Biddable

by ericavanhorn

27 July Monday

I was thinking that the haying was not quite as frantic as the silage but I was wrong. Few farmers own the enormous machinery needed to cut, turn and bale the hay. Contractors have the machinery and they send out teams to race and rush around the fields in order to do the job for everyone in the area. When they finish one set of fields they are immediately on the road to another set of fields. The big machines are always in motion. They often move in convoys. The machines get bigger every year. Most of them take up the entire road. And the roads are deadly. This afternoon, I was driving up from the village and I met a tractor racing towards me. Then I saw that it was not a single tractor but one tractor followed by two huge machines. There was no way we could pass one another on the narrow road. These were the machines that were as wide as the road. I began to reverse but I was on the narrowest bit of the road just past O’Dwyer’s farm. The corner there is a blind spot and it is a bit scary even without tractors racing around. I was backing slowly. I am not the best backer-upper. Another tractor appeared behind me. This one was pulling a trailer full of hay bales. The trailer made his backing up more difficult. We both went slowly in reverse, as did the second tractor that had come up behind him. I found a field with an open gate and I backed myself in there. I waited in my field while the two tractors and the loaded trailer maneuvered themselves into the O’Dwyers farmyard. The first three were able to drive along on their way and once the second two had come out of the yard and passed up, I drove out of the field and headed home. It was not the longest wait but it was long enough. An idea might be to stay at home until the haying is over.

 

29 July Wednesday

Since Monday the 20th, we have been required to wear masks inside all shops. There was a pair of short muddy boots in front of the shop. A man came out of the shop. He said quietly to himself, “On with the mask. Off with the boots. Off with the mask. On with the boots.” He climbed up into his tractor and drove away.

30 July Thursday

So far we have had one perfect fig from the tree. It was delicious. We could have believed ourselves in Italy while eating it. It was that good.   I am keeping an eye on the rest but the birds are also keeping an eye on them. Sometimes they peck into a fig that is still too hard to be tasty for them.  I do not know why they are in such a hurry.  The pecked fig is ruined for both them and for us. The only thing that we have had copious quantities of this year are the black currants. Everything else has been a victim of the weather. I have a lot of hope pinned on the raspberries and blackberries.

1 August Saturday

I prefer a circular walk but sometimes I am forced by conditions or locations to turn around and go back the same way that I came. This is not a terrible thing. The view is different when the direction changes. But it is less satisfying than a walk which starts in one place and arrives back in the same place without repeating itself. When I am forced to turn around and go back the way I came, I touch the gate or a post or a tree before I turn around. Since the onset of Covid 19 and the threat  of germs I got into the habit of tapping the gate or the pole with my foot instead of my hand.

3 August Monday

We met Thomas while out for a walk somewhere between Goatenbridge and Clogheen. Siobhan knew him. He was happy to chat with us while sitting on his bench near the house. He asked if there was Anything Strange which is just a way of asking if we had any news.

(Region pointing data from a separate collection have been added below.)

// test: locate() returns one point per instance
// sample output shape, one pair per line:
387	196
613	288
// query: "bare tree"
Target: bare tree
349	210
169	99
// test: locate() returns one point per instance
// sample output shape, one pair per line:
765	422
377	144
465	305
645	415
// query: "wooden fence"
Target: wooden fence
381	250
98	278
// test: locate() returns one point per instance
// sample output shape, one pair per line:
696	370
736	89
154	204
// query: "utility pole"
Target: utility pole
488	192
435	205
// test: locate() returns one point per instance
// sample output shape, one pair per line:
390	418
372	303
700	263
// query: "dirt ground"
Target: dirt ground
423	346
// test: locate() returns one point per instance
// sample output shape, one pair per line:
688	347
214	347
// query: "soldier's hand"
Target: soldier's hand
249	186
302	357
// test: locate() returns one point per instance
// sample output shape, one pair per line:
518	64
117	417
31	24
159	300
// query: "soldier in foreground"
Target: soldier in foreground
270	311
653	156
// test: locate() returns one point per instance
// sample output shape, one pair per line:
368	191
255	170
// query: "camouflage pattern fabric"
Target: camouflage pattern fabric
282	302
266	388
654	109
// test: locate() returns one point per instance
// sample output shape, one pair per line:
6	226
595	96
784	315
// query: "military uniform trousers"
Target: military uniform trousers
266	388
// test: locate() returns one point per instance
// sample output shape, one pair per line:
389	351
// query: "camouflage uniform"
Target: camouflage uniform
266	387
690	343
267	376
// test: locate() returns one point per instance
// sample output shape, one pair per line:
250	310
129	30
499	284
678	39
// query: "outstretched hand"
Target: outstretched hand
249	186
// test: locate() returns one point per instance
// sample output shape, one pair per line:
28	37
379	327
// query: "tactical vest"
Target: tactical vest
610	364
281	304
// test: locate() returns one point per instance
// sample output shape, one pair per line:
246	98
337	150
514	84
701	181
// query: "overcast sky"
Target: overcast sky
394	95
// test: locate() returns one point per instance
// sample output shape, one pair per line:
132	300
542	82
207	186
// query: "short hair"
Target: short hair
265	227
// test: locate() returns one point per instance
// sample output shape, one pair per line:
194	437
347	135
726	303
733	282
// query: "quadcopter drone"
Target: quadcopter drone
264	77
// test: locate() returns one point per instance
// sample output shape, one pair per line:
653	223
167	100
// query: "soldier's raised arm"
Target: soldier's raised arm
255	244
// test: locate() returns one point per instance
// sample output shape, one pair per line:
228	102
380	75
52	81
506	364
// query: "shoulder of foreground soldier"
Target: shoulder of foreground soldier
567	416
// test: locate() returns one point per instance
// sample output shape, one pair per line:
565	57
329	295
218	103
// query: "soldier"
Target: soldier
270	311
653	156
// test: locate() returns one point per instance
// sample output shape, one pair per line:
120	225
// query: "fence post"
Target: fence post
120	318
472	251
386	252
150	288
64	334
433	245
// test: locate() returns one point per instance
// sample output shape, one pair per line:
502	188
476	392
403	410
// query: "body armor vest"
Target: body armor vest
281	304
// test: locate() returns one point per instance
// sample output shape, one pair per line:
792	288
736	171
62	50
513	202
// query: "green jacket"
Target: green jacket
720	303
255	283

He owns 14 old tractors but most of them do not go out anywhere on the road because of the insurance. He just crosses with them into his fields. Or his son does the driving. Or his grandson. Mostly the tractors get worked on and painted and fixed up. One tractor was hooked up to a table saw. It was being used as the power source to run the saw. Thomas had cut some chairs out of trees and made a little sitting place by the road. It might have been for people to stop and sit and rest while they were walking by, or it might have just been just to look at. He included a small table also cut from a tree and on it he placed a teapot.

 

5 August Wednesday

The door was open. The radio was blaring. The keys were in the ignition. The motor was running. The man who owned the car was inside the shop. He wore a mask with his mouth covered but with his nose exposed. He talked to this one and to that one. There were only two or three people inside the shop when he arrived but then someone came in and someone left. It went on like that. He spoke in a loud voice. Maybe he thought nobody could hear him because he was wearing a mask. Maybe his voice sounded muffled to himself. He was in no hurry to leave. Someone suggested that he might run out of petrol keeping the engine running but he said there was no worry about that as he had just filled up over at Joanie’s.

7 August Friday

Biddable. It is not a word I was accustomed to hearing but now I hear it often and I enjoy it. I think it is my new favorite word. When someone is agreeable and not difficult, he or she might be called Biddable. A Biddable person will be someone open to options.  Dogs too are spoken about as being Biddable, but that is about obedience.

 

8 August Saturday

I am trapped by bales.  I cannot drive out through the farmyard. I cannot do anything but wait.

10 August Monday

We had two days of hot sunny summer weather. The mornings began cool with dew on the grass and then the sun warmed everything. After weeks of grey heavy skies and thick humid weather, the change was wonderful. I have been depressed by the lack of summer. Today we woke up to white mist over everything. There was no horizon. It is still warm but the blue sky is gone. We are still waiting to see where the weather will go today.